Tutti i dipendenti e ogni altra persona (ad eccezione degli utenti) che entrino in un ufficio pubblico devono essere in possesso di Green Pass. Sono ovviamente esclusi i soggetti esentati dalla campagna vaccinale con certificazione medica, mentre sono tenuti ad esibire la certificazione anche i visitatori.

In questo momento è già utilizzato da diversi enti della pubblica amministrazione la Piattaforma Nazionale DGC che consente al dirigente responsabile/datore di lavoro, inserendo le proprie credenziali identificative digitali, di verificare tramite codice fiscale il possesso dei green pass dei singoli dipendenti. In attivazione anche il servizio tramite portale NoiPA (al momento pare soltanto per gli uffici di servizio censiti).
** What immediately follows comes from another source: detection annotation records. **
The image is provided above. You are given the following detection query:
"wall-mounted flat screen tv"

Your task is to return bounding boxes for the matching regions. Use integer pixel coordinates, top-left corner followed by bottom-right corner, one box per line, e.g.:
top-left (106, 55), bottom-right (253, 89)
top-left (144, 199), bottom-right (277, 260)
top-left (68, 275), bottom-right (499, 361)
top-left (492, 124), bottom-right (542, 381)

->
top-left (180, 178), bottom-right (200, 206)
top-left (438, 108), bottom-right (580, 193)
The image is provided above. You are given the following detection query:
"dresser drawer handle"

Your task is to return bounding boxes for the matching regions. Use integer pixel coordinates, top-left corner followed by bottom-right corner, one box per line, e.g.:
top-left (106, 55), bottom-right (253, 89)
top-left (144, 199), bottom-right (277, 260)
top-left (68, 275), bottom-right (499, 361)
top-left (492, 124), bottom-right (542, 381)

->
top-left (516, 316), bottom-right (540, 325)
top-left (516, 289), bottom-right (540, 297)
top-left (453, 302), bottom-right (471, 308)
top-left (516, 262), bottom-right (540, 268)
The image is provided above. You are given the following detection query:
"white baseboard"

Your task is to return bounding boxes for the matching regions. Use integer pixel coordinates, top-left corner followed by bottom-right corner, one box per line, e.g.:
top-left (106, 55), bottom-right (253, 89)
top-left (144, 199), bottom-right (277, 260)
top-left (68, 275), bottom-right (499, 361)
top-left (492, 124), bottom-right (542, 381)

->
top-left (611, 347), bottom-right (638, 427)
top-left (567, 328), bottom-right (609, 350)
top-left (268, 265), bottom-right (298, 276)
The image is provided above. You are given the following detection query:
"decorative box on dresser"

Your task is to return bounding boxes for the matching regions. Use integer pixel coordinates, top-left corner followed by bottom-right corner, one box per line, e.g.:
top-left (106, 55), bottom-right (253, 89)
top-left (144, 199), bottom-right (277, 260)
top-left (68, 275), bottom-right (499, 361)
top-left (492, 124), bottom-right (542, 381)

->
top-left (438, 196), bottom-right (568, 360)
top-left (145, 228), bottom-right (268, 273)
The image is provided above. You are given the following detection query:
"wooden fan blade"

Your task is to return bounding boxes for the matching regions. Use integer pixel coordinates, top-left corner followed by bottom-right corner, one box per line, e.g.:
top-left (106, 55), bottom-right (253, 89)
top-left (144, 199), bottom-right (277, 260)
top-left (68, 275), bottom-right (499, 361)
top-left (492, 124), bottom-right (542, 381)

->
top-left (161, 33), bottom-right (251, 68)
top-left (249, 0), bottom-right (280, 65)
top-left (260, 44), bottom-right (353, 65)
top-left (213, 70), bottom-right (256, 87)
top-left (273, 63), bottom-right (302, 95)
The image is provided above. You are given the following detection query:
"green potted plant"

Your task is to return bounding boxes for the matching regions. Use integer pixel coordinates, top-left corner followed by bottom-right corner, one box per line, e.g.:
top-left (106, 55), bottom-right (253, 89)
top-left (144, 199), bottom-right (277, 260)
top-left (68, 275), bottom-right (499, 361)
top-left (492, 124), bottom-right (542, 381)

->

Green pass, le sanzioni per chi non ce l’ha

I controlli sono affidati al datore di lavoro o ad un suo delegato. Potranno essere effettuati quotidianamente “preferibilmente all’accesso della struttura” a tappeto oppure solamente ad un campione pari ad almeno il 20% del personale. Il Green Pass può essere anche richiesto con un anticipo di massimo 48 ore per organizzare le attività che richiedono una certa programmazione, come la stesura dei turni di lavoro. Il lavoratore sprovvisto di Green Pass valido sarà considerato assente ingiustificato “con perdita della retribuzione e di ogni altro emolumento, fino alla esibizione della certificazione verde”.

Leggi il nostro articolo “Confindustria: sanzioni a lavoratori senza Green pass”

Tamponi rapidi: validità 48 ore

Resteranno immutate le validità dei Green Pass ottenuto con tampone rapido e tampone molecolare, rispettivamente di 48 e 72 ore.